В другой раз договорились мы, что Сильвен принесет мне еду и положит в дупло старой ивы, — до нее от Шатобрена не больше лье. Погода стояла мерзкая, дождь лил как из ведра; по правде сказать, опасался я, как бы плутишка — он ведь у нас особенно утруждать себя не любит — не прикинулся, будто позабыл про меня или, чего доброго, не съел мой обед по дороге.

Все-таки прихожу к назначенному часу, гляжу: корзина на месте, полная всякой снеди, старательно укрытая. И что же я возле ивы заметил? Угадайте-ка! Следы маленьких ножек на мокром песке. Осмотрелся: ясно было, что тут прошли ножки Жильберты, не раз утопая в грязи по щиколотку.

Дитя мое родное! Она и промокла, и перепачкалась, и утомилась, а никому не доверила заботу о старом своем друге!

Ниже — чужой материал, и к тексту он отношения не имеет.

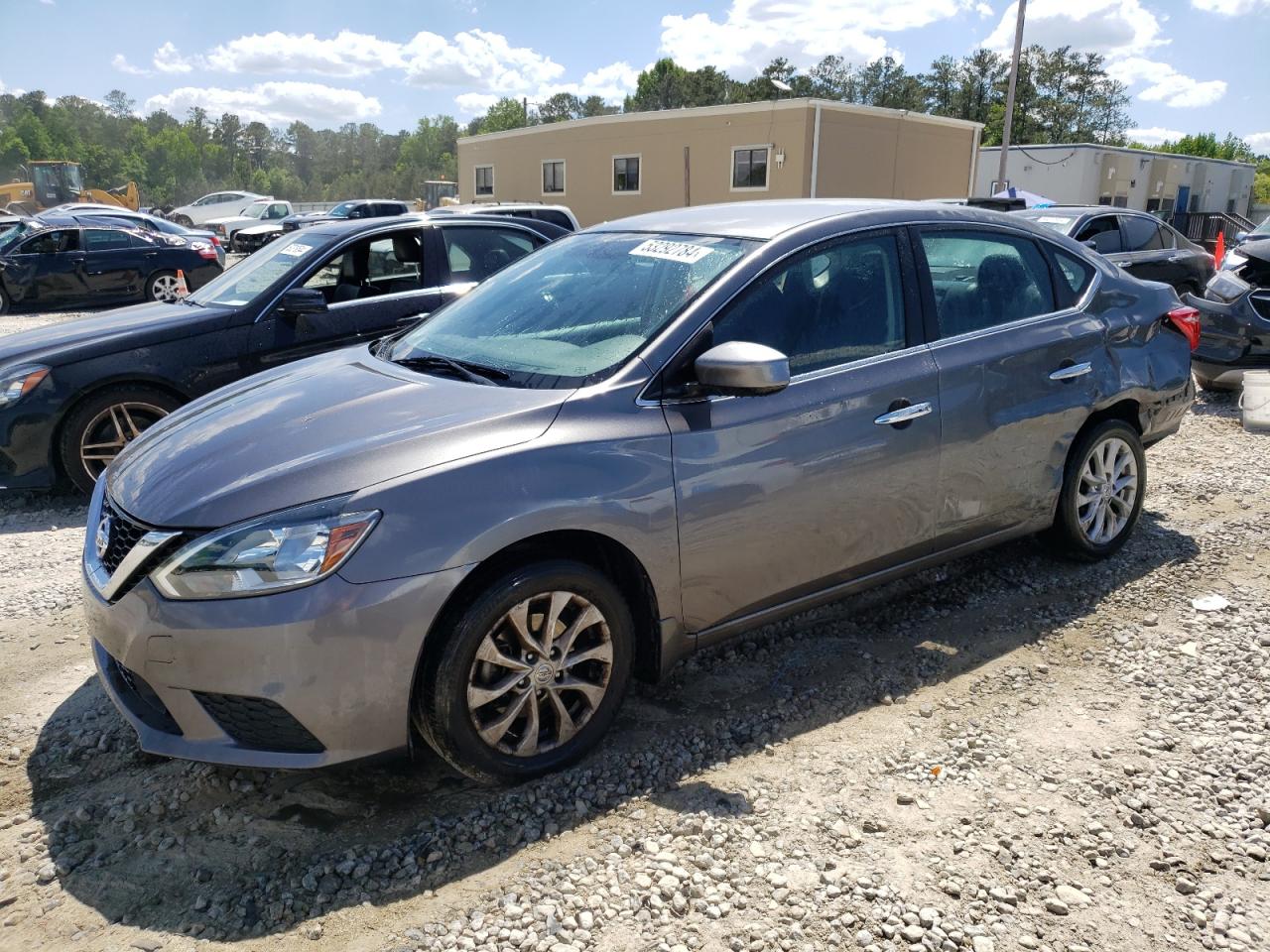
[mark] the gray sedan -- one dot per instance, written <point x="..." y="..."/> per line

А еще как-то встретила Жильберта жандармов. Они шагали прямо к старым развалинам, я же, не думая, что опасность так близко, спокойно спал среди бела дня. Жара была непереносимая! Как раз в тот самый день вы прибыли в наши края… Так вот, Жильберта кинулась ко мне по кратчайшей тропинке — а тропинка крутая, опасная: всаднику по ней ни за что не спуститься — и опередила жандармов на целых четверть часа; прибежала — сама вся красная, запыхалась, — будит меня и говорит: «Беги скорей куда глаза глядят!..»

Она тогда заболела, душенька, а старикам своим слова не сказала! Потому в тот вечер, как мы с вами ужинали в Шатобрене, я так беспокоился. Помните, Жанилла еще сказала, что Жильберта, мол, уже спит. Да что говорить! У нее с малых лет сердечко было золотое!

Как в сказке говорится: узнал бы про нее французский король, так за честь бы почел посватать ее за самого любимого своего сына!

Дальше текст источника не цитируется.